月の暦(太陰暦)とは?旧暦との違いも解説

この記事でわかること
- **太陰暦は月の満ち欠けを基準にした暦**...
目次
月の暦(太陰暦)とは?旧暦との違いも解説
月の満ち欠けを基準にした「太陰暦」の仕組み、日本の旧暦(太陰太陽暦)との違い、世界各地の月の暦、そして現代の暮らしで旧暦を活用する方法まで、月の暦にまつわるすべてを解説します。

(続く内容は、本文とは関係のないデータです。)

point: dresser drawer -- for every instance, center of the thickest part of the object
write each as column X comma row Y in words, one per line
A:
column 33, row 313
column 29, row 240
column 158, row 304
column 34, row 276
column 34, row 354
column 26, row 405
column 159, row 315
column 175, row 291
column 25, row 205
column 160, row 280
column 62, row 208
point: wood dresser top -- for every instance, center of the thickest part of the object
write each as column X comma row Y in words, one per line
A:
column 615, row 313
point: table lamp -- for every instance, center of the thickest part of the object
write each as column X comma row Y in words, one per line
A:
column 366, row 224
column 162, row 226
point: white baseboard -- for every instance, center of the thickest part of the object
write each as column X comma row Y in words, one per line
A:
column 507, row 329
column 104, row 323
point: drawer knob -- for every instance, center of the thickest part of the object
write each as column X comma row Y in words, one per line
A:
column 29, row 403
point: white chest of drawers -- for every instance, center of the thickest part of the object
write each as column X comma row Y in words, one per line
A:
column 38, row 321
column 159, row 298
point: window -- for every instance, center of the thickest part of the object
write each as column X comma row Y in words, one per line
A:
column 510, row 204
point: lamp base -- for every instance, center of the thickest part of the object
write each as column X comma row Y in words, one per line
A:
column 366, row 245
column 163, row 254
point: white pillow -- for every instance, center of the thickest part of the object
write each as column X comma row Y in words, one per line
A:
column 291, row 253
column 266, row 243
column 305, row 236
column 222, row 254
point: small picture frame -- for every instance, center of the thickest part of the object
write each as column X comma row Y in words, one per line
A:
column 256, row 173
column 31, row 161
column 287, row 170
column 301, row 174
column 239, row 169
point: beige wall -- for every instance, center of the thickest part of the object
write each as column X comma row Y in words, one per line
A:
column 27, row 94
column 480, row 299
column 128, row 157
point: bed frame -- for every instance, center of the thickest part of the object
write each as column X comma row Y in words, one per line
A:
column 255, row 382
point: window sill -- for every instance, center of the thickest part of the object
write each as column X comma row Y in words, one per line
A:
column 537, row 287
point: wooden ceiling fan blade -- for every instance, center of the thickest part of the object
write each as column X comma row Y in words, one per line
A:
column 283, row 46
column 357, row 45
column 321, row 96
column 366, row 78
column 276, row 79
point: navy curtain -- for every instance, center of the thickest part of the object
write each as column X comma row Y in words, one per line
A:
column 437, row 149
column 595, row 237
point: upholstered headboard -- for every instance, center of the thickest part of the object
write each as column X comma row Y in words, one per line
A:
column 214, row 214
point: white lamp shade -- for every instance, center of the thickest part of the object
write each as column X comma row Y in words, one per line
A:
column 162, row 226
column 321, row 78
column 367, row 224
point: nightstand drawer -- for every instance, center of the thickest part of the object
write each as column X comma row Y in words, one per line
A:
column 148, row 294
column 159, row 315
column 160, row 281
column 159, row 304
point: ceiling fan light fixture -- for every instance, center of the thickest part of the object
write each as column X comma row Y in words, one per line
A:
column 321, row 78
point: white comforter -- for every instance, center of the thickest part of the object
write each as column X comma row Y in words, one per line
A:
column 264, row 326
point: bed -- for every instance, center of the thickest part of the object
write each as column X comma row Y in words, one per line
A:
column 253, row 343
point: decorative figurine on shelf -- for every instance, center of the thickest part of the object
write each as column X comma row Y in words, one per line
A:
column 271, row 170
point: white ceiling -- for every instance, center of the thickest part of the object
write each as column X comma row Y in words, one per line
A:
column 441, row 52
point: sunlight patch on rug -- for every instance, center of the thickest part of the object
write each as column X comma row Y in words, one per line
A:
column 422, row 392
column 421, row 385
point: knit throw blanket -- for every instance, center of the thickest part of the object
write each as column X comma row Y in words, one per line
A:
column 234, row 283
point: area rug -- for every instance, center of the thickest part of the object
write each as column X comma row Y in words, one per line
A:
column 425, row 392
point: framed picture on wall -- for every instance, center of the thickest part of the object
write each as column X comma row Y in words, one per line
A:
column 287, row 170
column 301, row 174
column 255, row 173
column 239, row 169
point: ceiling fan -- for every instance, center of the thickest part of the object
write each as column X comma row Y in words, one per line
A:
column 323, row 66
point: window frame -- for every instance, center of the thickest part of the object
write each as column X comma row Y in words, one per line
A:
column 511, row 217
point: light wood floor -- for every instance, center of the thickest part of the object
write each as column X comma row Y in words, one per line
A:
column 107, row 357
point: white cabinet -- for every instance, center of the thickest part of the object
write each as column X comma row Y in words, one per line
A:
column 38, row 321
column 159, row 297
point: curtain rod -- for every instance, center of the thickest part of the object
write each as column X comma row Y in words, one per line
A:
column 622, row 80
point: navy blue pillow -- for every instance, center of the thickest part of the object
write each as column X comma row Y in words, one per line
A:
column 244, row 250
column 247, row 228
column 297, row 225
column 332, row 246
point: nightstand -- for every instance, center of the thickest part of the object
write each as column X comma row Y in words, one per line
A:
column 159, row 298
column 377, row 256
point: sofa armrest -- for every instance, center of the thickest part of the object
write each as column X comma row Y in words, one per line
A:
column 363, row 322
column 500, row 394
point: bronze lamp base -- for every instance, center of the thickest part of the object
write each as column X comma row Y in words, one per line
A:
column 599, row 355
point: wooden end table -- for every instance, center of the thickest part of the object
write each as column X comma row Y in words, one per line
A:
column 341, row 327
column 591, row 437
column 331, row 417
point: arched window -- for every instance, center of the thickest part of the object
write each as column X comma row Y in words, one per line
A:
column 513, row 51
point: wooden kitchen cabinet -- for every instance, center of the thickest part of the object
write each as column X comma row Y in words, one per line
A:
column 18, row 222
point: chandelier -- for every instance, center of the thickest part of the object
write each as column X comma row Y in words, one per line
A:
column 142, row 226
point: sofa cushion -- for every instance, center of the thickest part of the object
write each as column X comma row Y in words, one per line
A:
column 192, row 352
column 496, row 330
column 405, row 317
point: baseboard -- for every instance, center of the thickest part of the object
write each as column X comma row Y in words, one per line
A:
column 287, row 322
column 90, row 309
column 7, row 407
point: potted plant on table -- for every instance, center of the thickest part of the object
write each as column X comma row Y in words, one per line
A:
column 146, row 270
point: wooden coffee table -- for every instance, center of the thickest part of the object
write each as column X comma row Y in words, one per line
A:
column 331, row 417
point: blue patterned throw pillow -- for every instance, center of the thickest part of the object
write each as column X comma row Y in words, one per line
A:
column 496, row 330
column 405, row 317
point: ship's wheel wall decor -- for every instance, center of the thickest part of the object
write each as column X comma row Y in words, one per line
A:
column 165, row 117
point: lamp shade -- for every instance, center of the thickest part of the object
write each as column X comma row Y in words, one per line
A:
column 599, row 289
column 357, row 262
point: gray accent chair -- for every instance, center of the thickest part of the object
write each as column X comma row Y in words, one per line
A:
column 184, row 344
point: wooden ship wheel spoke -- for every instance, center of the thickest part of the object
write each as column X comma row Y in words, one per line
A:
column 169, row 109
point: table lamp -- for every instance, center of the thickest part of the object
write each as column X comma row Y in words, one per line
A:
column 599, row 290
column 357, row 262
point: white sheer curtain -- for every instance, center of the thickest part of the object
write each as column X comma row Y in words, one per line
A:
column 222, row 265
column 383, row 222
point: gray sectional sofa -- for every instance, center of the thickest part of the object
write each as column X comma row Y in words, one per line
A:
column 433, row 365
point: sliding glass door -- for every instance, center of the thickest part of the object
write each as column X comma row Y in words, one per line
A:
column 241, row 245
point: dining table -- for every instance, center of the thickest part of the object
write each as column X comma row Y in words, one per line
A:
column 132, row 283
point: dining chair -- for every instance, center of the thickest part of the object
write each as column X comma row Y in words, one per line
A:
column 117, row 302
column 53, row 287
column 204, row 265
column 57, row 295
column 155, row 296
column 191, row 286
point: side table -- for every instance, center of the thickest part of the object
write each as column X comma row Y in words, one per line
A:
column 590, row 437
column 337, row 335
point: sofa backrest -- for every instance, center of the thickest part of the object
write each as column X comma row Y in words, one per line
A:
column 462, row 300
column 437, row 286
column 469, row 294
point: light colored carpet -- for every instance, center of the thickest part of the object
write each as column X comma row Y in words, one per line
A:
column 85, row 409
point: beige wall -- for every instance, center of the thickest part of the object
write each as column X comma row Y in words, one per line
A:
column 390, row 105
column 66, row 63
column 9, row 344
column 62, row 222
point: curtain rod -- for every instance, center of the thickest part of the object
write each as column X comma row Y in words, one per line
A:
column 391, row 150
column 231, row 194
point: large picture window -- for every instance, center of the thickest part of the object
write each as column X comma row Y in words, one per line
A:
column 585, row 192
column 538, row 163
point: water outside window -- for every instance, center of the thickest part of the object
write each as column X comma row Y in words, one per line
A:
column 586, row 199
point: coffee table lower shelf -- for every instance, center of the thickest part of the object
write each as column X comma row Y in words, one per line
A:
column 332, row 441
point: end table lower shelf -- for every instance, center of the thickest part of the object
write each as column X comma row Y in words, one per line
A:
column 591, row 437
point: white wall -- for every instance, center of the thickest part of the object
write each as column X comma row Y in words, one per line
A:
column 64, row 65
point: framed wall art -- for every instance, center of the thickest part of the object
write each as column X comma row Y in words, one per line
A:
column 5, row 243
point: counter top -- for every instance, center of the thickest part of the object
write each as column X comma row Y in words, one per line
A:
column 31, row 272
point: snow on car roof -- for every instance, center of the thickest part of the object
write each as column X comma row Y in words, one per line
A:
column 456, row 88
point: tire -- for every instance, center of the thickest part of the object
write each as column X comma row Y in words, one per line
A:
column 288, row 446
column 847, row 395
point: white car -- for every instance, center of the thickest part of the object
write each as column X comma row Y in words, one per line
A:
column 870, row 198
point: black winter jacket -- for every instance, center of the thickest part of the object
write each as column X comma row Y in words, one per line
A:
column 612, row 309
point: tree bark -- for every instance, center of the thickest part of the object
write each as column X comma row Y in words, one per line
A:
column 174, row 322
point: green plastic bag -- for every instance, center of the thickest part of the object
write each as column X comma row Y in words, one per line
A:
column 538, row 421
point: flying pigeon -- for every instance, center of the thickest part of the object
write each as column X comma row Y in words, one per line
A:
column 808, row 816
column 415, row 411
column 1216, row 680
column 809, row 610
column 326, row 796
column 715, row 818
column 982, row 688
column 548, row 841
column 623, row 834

初夏の宵、夜空を見上げると、月が朔から望へ、また望から朔へと姿を変えていく様子に気づきます。古の人々はこの光の往復に時の刻みを見出し、ひと月の長さを測ってきました。風薫る五月の月明かりも、平安の歌人や江戸の暦学者が眺めた月明かりも、同じ宙の呼吸のなかにあります。太陰暦という暦法は、天体のリズムと地上の暮らしを結ぶ、最も古く、最も詩的な発明のひとつなのです。
月の暦の概要
| 項目 | 内容 |
|---|---|
| 太陰暦(たいいんれき) | 月の満ち欠けだけを基準にした暦 |
| 太陰太陽暦(日本の旧暦) | 月の満ち欠け+太陽の動きで季節を調整した暦 |
| 太陽暦(現在の暦) | 太陽の周りを地球が1周する365日を基準にした暦 |
| 旧暦から新暦への改暦 | 明治5年(1872年)12月3日→明治6年1月1日 |
| 現在の使われ方 | 行事・祭り・農漁業・占い・年中行事の本来の日付 |
太陰暦とは — 月の満ち欠けだけで作る暦
「太陰暦(たいいんれき)」とは、月の満ち欠けだけを基準にして作られた暦のことです。「太陰」とは月の別名であり、月の動きに基づく暦という意味です。
太陰暦の基本ルール
| ルール | 内容 |
|---|---|
| 1ヶ月の始まり | 新月(朔)の日 |
| 1ヶ月の長さ | 29日または30日(朔望月が約29.53日のため交互に入る) |
| 1年の長さ | 約354日(29.53日 × 12ヶ月) |
| 太陽暦との差 | 毎年約11日短い |
| 季節との関係 | 毎年約11日ずつずれる(約33年で1年分ずれる) |
純粋な太陰暦では、1年が太陽暦より約11日短いため、3年で約1ヶ月、33年で約1年分の季節のずれが生じます。つまり、真夏に「1月」が来ることもあり得るのです。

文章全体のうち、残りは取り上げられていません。